3    voor het overige tot een maximum van 15% van het bestaande bestemmingsvlak.

c    Voor glastuinbouwbedrijven zoals aangeduid op de plankaart geldt, naast de voorwaarden genoemd in sub e, dat vergroting van het bestemmingsvlak is toegestaan tot een maximum van 15% van het bestaande bestemmingsvlak.

d    Voor overige niet grondgebonden bedrijven zoals aangeduid op de plankaart geldt, naast de voorwaarden genoemd in sub e, dat vergroting van het bestemmingsvlak is toegestaan tot een maximum van 15% van het bestaande bestemmingsvlak.

e    Naast de hiervoor per soort agrarisch bedrijf aangegeven voorwaarden, gelden in het algemeen de volgende voorwaarden:

1    De vergroting dient noodzakelijk te zijn voor een doelmatige agrarische bedrijfsontwikkeling van een volwaardig bedrijf.

2    De vergroting dient plaats te vinden aansluitend aan het bestaande bestemmingsvlak.

3    De in het gebied aanwezige waarden mogen niet onevenredig worden aangetast.

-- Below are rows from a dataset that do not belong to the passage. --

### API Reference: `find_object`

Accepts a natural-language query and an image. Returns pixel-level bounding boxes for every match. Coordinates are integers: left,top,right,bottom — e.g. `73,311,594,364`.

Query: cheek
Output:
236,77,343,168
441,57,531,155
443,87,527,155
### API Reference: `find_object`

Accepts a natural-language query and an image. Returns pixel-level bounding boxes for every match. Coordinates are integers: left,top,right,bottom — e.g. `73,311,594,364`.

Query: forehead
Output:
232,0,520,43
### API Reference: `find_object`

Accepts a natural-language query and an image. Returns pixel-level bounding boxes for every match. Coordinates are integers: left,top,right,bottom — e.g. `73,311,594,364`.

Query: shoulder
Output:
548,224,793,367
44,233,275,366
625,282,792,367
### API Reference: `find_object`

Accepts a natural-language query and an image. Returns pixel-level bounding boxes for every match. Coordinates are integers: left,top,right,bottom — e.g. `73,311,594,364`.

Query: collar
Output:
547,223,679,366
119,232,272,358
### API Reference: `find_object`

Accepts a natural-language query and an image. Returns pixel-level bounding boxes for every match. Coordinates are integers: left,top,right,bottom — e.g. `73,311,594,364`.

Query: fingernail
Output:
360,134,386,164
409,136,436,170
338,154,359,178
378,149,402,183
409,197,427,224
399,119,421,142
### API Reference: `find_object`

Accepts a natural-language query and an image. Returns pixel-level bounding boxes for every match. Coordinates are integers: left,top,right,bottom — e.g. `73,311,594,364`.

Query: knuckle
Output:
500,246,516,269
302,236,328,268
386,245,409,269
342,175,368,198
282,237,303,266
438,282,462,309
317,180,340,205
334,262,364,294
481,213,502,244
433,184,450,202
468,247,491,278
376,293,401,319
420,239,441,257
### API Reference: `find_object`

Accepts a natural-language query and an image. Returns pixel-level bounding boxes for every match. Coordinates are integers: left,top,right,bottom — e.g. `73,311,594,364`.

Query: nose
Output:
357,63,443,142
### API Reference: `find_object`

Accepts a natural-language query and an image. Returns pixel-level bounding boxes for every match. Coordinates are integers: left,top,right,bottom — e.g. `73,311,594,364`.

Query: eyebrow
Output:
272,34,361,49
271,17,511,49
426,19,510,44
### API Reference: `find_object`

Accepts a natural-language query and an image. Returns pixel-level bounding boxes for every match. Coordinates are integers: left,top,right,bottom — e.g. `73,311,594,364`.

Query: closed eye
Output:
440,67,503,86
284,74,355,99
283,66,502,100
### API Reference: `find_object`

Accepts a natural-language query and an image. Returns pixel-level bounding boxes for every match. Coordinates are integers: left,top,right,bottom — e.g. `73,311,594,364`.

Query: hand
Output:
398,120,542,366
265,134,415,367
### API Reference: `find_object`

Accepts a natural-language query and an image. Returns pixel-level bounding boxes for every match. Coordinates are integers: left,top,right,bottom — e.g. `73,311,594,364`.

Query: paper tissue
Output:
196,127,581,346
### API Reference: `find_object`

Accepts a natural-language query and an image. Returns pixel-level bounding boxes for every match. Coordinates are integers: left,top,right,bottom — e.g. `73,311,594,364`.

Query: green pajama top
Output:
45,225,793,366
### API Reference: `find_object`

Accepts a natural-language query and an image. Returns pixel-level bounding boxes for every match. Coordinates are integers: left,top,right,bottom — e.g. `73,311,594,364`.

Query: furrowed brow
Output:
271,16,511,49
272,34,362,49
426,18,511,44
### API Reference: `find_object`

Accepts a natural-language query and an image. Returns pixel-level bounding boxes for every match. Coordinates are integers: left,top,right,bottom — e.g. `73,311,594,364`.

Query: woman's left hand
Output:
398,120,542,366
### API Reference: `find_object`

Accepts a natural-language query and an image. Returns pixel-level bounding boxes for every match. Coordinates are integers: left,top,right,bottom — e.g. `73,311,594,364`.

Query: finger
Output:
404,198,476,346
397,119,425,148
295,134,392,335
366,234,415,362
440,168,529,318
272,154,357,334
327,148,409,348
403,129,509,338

4    In gebieden met de aanduiding ‘Archeologische verwachtingswaarde’ mag men 2.500 m² uitbreiden zonder nader onderzoek, tenzij er binnen een straal van 50 meter archeologische vondsten zijn gedaan.

5    Er dient sprake te zijn van een voldoende landschappelijke inpassing van de bedrijfsbebouwing gelet op de in het gebied voorkomende waarden op basis van een erfbeplantingsplan.

6    Voorafgaand aan de wijziging dient de AAB te worden gehoord.

 

7.5.3  Behoud en/of ontwikkeling van de natuur en/of aanleg ecologische verbindingszone

Burgemeester en wethouders zijn bevoegd deze bestemming te wijzigen in de bestemming ‘Natuurgebied’ ten behoeve van behoud en/of ontwikkeling van de natuur en/of de aanleg van een ecologische verbindingszone, waarbij moet worden voldaan aan de volgende voorwaarde:

a    De wijziging mag pas plaatsvinden nadat de aankoop/overdracht is verzekerd of al heeft plaatsgevonden.

 

7.5.4  Wijziging naar bestemming ‘Bosgebied’

Burgemeester en wethouders zijn bevoegd deze bestemming te wijzigen in de bestemming ‘Bosgebied’ waarbij moet worden voldaan aan de volgende voorwaarden:

a    De wijziging mag pas plaatsvinden nadat de aankoop/overdracht is verzekerd of al heeft plaatsgevonden.

b    Wijziging kan alleen plaatsvinden ter plaatse van de aanduiding ‘Landschapsontwikkelingszone’ op de plankaart en ten behoeve van bos-, natuur- en /of landschapscompensatie.